Battery Life and Charge Time

One of the primary advantages of larger phones is the additional space for battery capacity. The Samsung Galaxy Note 4 battery clocks in at 12.4 Whr while the iPhone 6 Plus weighs in at 11.1 Whr. The Motorola Droid is a bit of an exception, built specifically with battery capacity in mind – it includes a ~14.8 Whr battery.

First up is our PC Perspective Wi-Fi browsing battery test.

The PC Perspective Wi-Fi browsing battery life test uses a custom script on live web pages to cycle through a set of 30+ pages. We are using desktop-class webpages here though obviously Flash isn’t a factor. On a 30 second rotation, you may notice that some of our results are lower than manufacturer estimates; the key is to compare the devices relative to each other.

The Samsung Galaxy Note 4 performs admirably here in our Wi-Fi browsing test, pulling in nearly 9 hours in our very rigorous browser script. There are two phones that best it, the Apple iPhone 6 and the Motorola Droid Turbo. The Droid Turbo does it with a larger battery and smaller screen, giving it an advantage in usage efficiency. Apple's iPhone 6 has the advantage of the Safari browser + iOS combination to lean on, pulling over 9.5 hours in our testing. Notice how much lower the Nexus 6 is than the Note 4 – Google's own flagship smartphone based on a similar design to the Droid Turbo lacks considerably here.

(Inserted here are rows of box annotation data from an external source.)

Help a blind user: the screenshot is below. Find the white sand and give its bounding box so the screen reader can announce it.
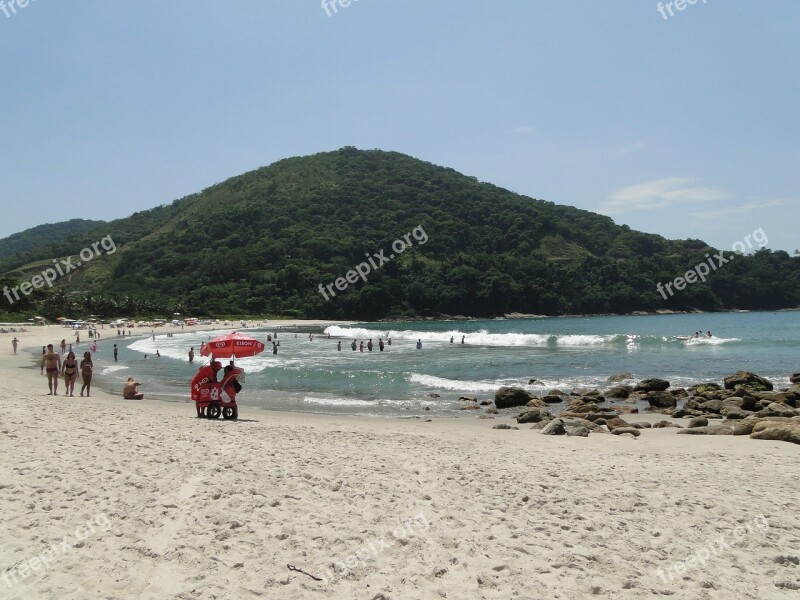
[0,328,800,600]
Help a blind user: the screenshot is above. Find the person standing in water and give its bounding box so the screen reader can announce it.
[42,344,61,396]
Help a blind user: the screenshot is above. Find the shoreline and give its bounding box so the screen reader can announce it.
[0,328,800,600]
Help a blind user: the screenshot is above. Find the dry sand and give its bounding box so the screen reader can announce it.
[0,328,800,600]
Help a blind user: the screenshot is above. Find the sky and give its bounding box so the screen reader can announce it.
[0,0,800,253]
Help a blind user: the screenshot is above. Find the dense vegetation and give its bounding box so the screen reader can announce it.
[0,219,105,264]
[0,148,800,319]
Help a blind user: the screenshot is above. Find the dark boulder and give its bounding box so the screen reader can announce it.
[633,377,669,392]
[494,386,531,408]
[725,371,772,391]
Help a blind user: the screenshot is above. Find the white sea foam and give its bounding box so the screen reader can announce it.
[325,325,629,347]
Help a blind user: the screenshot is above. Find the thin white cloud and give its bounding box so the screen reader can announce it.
[600,177,730,213]
[691,200,786,219]
[619,142,647,154]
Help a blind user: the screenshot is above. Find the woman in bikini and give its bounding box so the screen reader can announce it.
[61,351,78,396]
[42,344,61,396]
[81,352,94,397]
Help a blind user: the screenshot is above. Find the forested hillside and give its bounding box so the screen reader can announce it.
[3,148,800,319]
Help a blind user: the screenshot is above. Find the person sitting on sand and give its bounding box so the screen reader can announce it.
[122,377,144,400]
[61,352,78,396]
[40,344,61,396]
[81,352,94,398]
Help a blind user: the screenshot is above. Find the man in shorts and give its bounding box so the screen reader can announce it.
[41,344,61,396]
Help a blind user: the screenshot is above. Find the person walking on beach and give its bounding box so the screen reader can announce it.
[122,377,144,400]
[61,352,78,396]
[81,352,94,398]
[42,344,61,396]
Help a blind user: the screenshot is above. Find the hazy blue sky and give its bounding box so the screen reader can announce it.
[0,0,800,251]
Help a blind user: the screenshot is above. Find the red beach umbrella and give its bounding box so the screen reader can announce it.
[200,332,264,359]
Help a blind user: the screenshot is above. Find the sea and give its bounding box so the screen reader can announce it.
[65,311,800,418]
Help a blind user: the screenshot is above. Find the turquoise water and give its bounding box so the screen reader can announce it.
[84,312,800,416]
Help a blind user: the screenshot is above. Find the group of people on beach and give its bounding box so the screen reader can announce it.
[40,338,94,397]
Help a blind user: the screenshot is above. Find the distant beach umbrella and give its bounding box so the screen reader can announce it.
[200,333,264,359]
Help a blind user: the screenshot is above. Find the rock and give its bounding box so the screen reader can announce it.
[757,402,798,417]
[605,385,633,398]
[567,396,598,413]
[733,416,797,435]
[750,421,800,444]
[570,388,603,398]
[606,417,631,433]
[494,386,531,408]
[608,404,639,415]
[645,391,678,408]
[542,419,567,435]
[697,400,722,414]
[559,417,597,431]
[678,425,733,435]
[633,377,669,392]
[719,406,749,420]
[725,371,772,391]
[567,427,589,437]
[691,383,722,395]
[606,373,633,383]
[517,408,553,423]
[525,398,547,408]
[541,394,564,404]
[611,427,642,437]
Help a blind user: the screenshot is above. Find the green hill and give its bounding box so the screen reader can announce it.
[0,219,105,259]
[0,148,800,319]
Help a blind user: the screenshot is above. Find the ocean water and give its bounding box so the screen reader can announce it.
[79,311,800,417]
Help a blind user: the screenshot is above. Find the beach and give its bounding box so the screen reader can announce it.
[0,321,800,600]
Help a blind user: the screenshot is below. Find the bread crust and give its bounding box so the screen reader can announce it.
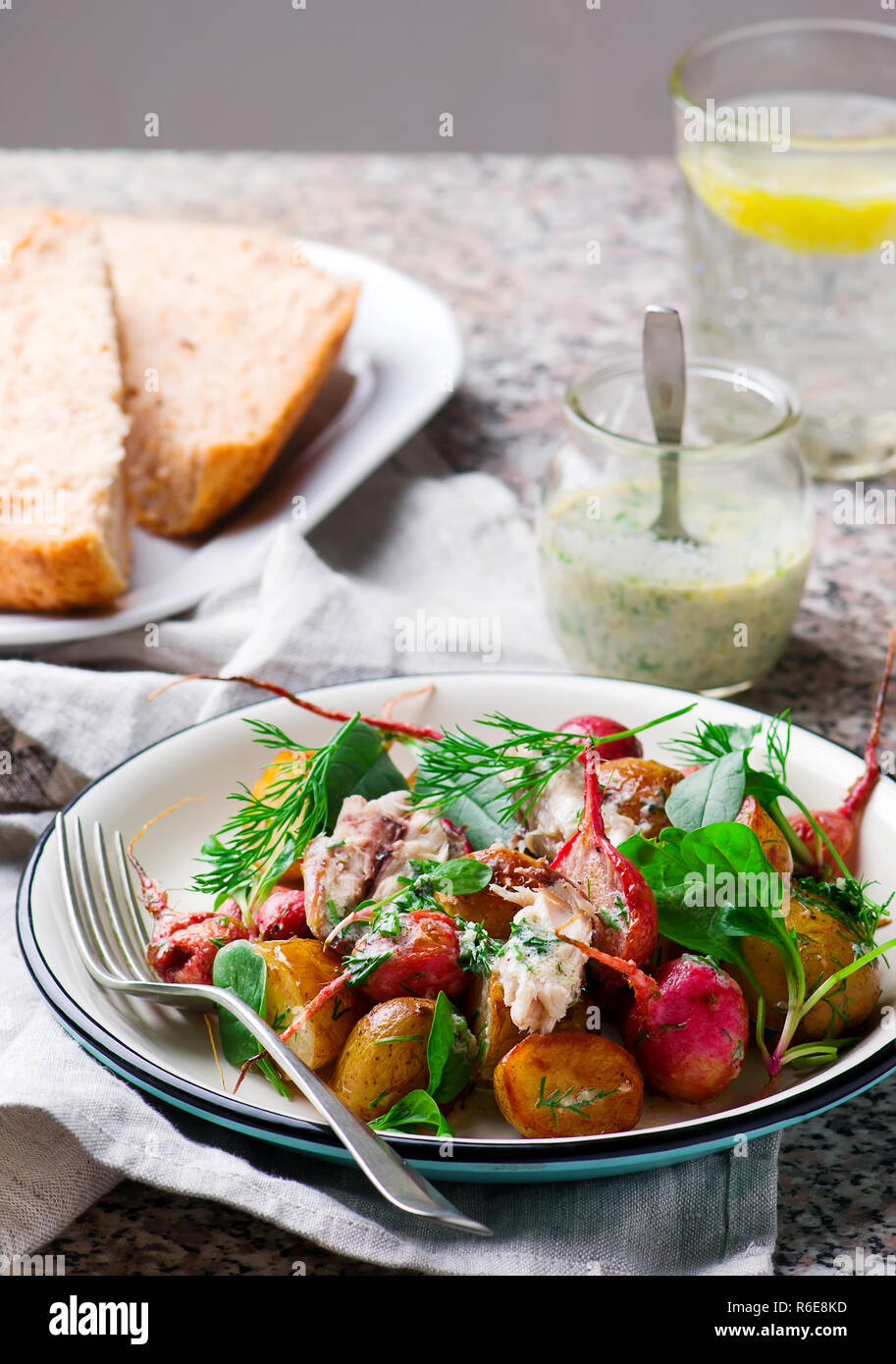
[104,218,357,536]
[0,532,127,611]
[0,207,129,611]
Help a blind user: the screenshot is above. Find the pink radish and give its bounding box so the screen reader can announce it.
[557,714,644,761]
[551,749,658,966]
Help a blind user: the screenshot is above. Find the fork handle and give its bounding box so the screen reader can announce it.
[127,980,493,1235]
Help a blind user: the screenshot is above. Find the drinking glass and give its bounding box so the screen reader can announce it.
[671,19,896,478]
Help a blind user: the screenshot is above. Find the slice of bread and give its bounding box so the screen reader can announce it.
[104,218,357,536]
[0,209,129,611]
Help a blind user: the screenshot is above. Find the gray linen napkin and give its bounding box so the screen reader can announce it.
[0,440,777,1276]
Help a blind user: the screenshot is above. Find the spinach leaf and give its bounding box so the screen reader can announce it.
[370,990,476,1136]
[325,720,408,832]
[211,938,290,1098]
[619,822,787,975]
[370,1090,454,1136]
[427,990,475,1104]
[665,749,748,829]
[426,857,491,895]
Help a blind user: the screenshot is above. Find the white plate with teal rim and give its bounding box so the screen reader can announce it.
[18,669,896,1181]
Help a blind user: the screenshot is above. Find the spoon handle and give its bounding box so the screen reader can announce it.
[644,304,689,540]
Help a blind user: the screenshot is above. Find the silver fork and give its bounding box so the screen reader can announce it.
[56,814,493,1235]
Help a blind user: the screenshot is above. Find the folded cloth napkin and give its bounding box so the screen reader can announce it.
[0,440,777,1276]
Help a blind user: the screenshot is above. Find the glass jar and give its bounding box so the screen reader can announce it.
[539,356,813,696]
[669,19,896,479]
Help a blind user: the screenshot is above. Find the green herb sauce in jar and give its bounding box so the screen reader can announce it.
[539,476,812,692]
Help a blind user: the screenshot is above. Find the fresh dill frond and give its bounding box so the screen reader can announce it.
[794,875,893,947]
[412,706,693,819]
[661,720,763,762]
[192,714,358,907]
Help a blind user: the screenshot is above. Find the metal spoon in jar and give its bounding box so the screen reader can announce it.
[644,303,697,545]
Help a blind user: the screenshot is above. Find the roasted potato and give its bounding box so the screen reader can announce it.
[438,847,557,941]
[466,971,524,1080]
[599,759,683,839]
[731,888,879,1042]
[252,749,311,887]
[252,938,357,1071]
[332,996,435,1123]
[736,795,794,875]
[494,1032,644,1136]
[553,989,600,1032]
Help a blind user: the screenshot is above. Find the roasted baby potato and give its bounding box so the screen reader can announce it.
[599,759,683,839]
[252,749,312,887]
[466,971,524,1080]
[731,888,879,1042]
[553,989,600,1032]
[494,1032,644,1136]
[438,847,556,941]
[252,938,357,1071]
[736,795,794,875]
[332,997,435,1123]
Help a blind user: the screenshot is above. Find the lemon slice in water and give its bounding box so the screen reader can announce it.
[682,147,896,255]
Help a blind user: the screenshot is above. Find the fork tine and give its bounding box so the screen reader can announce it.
[112,829,154,952]
[56,812,99,973]
[68,818,122,978]
[92,822,153,980]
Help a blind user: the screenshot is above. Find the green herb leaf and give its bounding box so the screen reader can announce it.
[413,774,515,849]
[427,990,475,1104]
[211,938,267,1066]
[428,857,491,895]
[665,749,746,829]
[619,822,787,973]
[193,714,408,910]
[370,1090,454,1136]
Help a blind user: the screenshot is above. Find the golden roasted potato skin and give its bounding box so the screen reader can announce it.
[735,795,794,875]
[494,1032,644,1137]
[253,938,357,1071]
[466,971,524,1081]
[252,749,311,889]
[600,759,683,839]
[732,889,879,1042]
[553,989,600,1032]
[332,996,435,1123]
[438,847,557,941]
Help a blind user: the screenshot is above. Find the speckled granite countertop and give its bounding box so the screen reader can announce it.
[0,151,896,1274]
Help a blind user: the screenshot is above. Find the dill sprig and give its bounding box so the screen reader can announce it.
[412,706,693,819]
[660,720,761,762]
[535,1076,619,1127]
[192,714,358,907]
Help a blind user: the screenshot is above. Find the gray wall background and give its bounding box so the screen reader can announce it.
[0,0,877,153]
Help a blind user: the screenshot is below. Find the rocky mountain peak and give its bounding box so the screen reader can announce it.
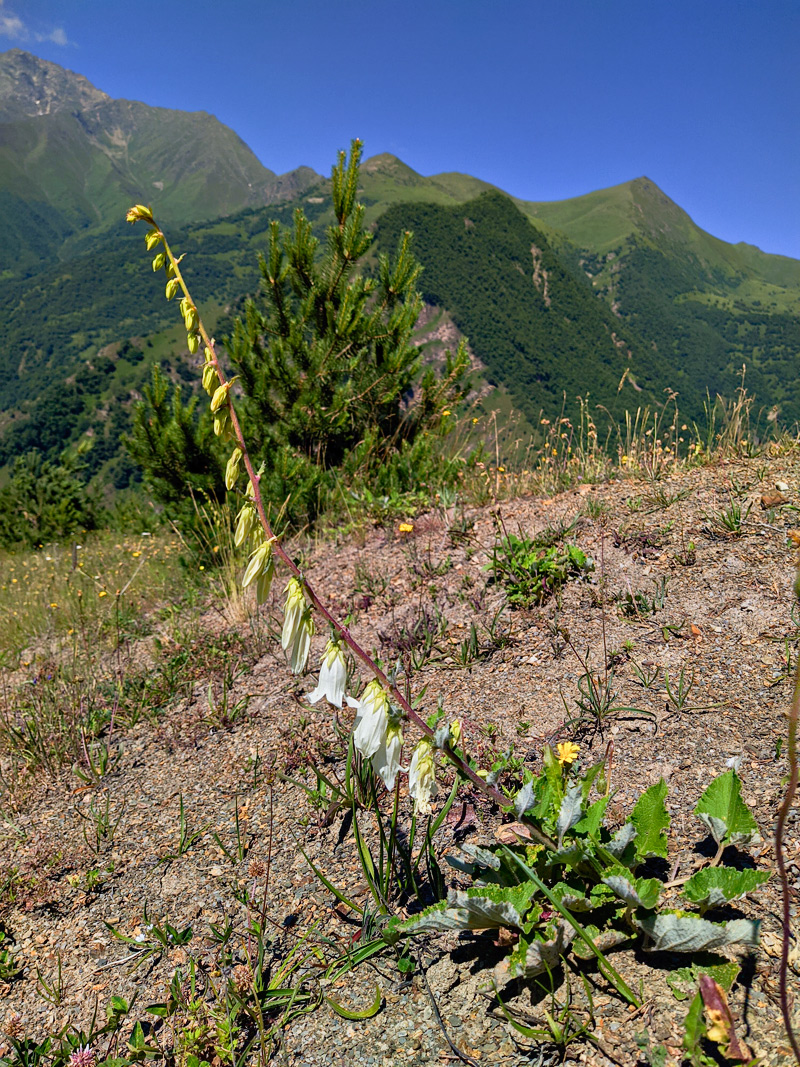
[0,48,110,123]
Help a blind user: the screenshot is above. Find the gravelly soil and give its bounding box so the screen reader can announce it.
[0,460,800,1067]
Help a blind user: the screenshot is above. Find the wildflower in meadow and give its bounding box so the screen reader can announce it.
[281,578,314,674]
[305,637,348,707]
[409,737,438,815]
[372,719,403,792]
[556,740,579,767]
[348,679,389,760]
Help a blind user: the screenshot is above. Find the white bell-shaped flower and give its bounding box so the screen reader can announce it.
[305,637,348,707]
[281,578,314,674]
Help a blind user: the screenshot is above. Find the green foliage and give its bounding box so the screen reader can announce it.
[0,451,100,546]
[486,532,594,607]
[384,746,768,1000]
[694,767,758,846]
[125,367,226,514]
[222,142,467,521]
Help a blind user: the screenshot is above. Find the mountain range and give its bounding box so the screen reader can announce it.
[0,49,800,484]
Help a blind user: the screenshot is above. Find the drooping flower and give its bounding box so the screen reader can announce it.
[556,740,579,767]
[353,679,389,760]
[281,578,314,674]
[242,541,272,589]
[305,637,348,707]
[409,737,438,815]
[372,719,403,792]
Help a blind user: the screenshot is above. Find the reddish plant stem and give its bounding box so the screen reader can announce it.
[154,222,556,848]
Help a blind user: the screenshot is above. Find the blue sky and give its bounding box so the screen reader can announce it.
[6,0,800,258]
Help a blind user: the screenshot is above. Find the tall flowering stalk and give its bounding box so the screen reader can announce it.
[126,185,553,845]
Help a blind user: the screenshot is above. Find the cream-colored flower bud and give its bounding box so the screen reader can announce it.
[261,556,275,604]
[211,382,230,412]
[242,541,272,589]
[281,578,314,674]
[125,204,153,222]
[203,362,217,396]
[234,504,257,548]
[225,448,242,491]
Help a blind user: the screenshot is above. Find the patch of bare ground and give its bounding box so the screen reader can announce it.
[0,460,800,1067]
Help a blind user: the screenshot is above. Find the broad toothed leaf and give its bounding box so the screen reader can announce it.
[603,867,661,908]
[575,797,611,838]
[394,882,537,937]
[630,778,670,860]
[556,782,583,848]
[635,912,761,952]
[495,922,575,985]
[694,767,758,845]
[606,823,637,859]
[684,867,769,905]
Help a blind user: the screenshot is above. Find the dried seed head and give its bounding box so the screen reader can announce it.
[203,360,217,396]
[3,1011,23,1037]
[125,204,153,222]
[225,448,242,491]
[68,1045,95,1067]
[230,964,253,991]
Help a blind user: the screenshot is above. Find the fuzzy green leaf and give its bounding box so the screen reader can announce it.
[556,782,583,848]
[667,953,741,1000]
[603,867,661,908]
[694,767,758,845]
[630,778,670,861]
[684,867,769,905]
[635,912,761,952]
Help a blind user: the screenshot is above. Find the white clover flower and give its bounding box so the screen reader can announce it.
[409,737,438,815]
[372,721,403,792]
[305,637,348,707]
[353,680,389,760]
[281,578,314,674]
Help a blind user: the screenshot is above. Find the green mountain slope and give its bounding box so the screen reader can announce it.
[378,192,678,420]
[0,49,319,274]
[0,50,800,481]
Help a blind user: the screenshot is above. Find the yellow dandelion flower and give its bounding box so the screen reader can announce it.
[556,740,579,767]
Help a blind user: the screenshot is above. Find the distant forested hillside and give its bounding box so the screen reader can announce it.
[378,192,682,419]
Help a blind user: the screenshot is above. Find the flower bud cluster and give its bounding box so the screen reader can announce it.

For our gaming battery life tests we use the GFXBench 3.0 integrated battery benchmark that loops through the T-Rex scenario 30 times and records battery drain to build an accurate estimate of total battery life. We start the test with the batter under 90% capacity but over 50% capacity.

The gaming battery test measures how efficient the GPU portion of the SoC can be in comparison to the battery size. The winner again is the Droid Turbo rated at nearly 3.5 hours of 3D gaming runtime. Behind it at just under 3 hours is the Galaxy Note 4, followed by the Apple iPhone 6 and then the Nexus 6.

Equally important as battery life with these larger phone with bigger batteries is charge time. Thanks to technologies like Qualcomm's Quick Charge 2.0 and other lesser known options, most flagship phones today ship with a fast charger that can push more than 5V to the phone, improving your ability to get juice into the goose. Or the phone in this case.

Though our testing is early in this, we are measuring power draw at the wall as well as power draw in software on the phones to see how quickly you can get useable power into the device. I report time (in minutes) to reach 80% charge, 90% charge and 99% charge, leaving 100% charge out because that can vary drastically with reporting and specific battery characteristics.

With only one data point its hard to make any direct comparisons yet, but the fast charger was drawing as much as 17.8 watts at the wall, pushing nearly double the output we get from a standard 5V, 2A charger for modern smartphones. The result is the ability to get back 80% of your battery in just 56 minutes, and that is with the phone powered on, on Wi-Fi and cellular networks. Reaching 90% takes an additional 12 minutes and getting to that 99% mark will take just over an hour and half.